Optimising a SQL query with a huge where clause


I am working on a system (with Laravel) where users can fill a few filters to get the data they need. Data is not prepared real time, once the filters are set, a job is pushed to the queue and once the query finishes a CSV file is created. Then the user receives an email with the file which was created so that they can download it.

I have seen some errors in the jobs where it took longer than 30 mins to process one job and when I checked I have seen some users created filter with more than 600 values.

This filter values are translated like this:

SELECT filed1, 
       field2, 
       field6 
FROM   table 
       INNER JOIN table2 
               ON table.id = table2.cid 
/* this is how we try not to give same data to the users again so we used NOT IN */ 
WHERE  table.id NOT IN(SELECT data_id 
                       FROM   data_access 
                       WHERE  data_user = 26) 
       AND ( /* this bit is auto populated with the filter values */ 
           table2.filed_a = 'text a' 
            OR table2.filed_a = 'text b' 
            OR table2.filed_a = 'text c' ) 

Well I was not expecting users to go wild and fine tune with a huge filter set. It is okay for them to do this but need a solution to make this query quicker.

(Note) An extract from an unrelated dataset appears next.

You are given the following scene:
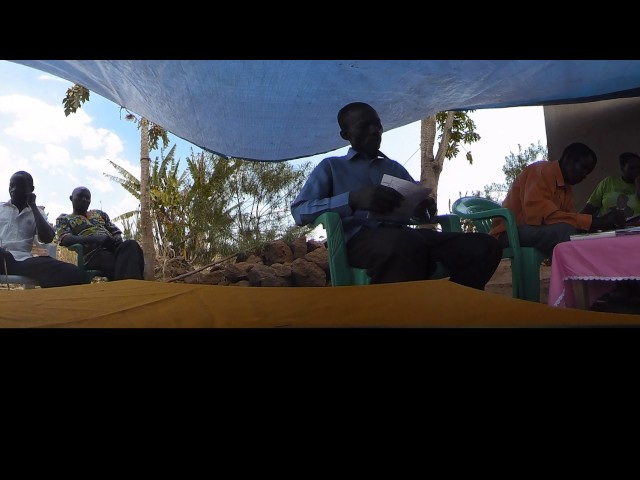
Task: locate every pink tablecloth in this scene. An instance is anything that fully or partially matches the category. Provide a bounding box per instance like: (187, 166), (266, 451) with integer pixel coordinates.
(548, 235), (640, 307)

One way is to create a temp table on the fly with the filter values and covert the query for INNER JOIN but not sure if it would increase the performance. Also, given that in a normal day system would need to create at least 40-ish temp tables and delete them afterwards. Would this become another issue in the long run?

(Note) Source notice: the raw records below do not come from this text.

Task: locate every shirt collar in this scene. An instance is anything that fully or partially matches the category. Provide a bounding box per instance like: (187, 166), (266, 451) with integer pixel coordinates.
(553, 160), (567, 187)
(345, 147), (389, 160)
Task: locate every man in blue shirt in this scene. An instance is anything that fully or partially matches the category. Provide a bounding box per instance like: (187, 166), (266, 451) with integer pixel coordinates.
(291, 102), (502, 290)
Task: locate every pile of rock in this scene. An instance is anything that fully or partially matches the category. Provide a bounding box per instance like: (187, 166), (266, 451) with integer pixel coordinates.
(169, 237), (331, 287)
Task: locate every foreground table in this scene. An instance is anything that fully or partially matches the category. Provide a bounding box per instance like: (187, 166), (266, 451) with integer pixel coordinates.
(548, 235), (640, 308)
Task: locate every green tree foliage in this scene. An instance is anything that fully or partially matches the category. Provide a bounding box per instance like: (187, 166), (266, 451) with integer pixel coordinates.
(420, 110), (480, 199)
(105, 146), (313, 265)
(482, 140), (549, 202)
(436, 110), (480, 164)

I would love to hear any other suggestions that may help me solve this issue other then temp table method.


Solution

  • I would suggest writing the query like this:

    SELECT ?.filed1, ?.field2, ?.field6  -- qualify column names (but no effect on performance)
    FROM table t JOIN
         table2 t2
         ON t.id = t2.cid 
    
    WHERE NOT EXISTS (SELECT 1
                      FROM data_access da
                      WHERE t.id = da.data_id AND da.data_user = 26
                     ) AND
         t2.filed_a IN ('text a', 'text b', 'text c') ;
    

    Then I would recommend indexes. Most likely:

    • table2(filed_a, cid)
    • table1(id) (may not be necessary if id is already the primary key)
    • data_access(data_id, data_user)

    You can test this as your own query. I don't know how to get Laravel to produce this (assuming it meets your performance objectives).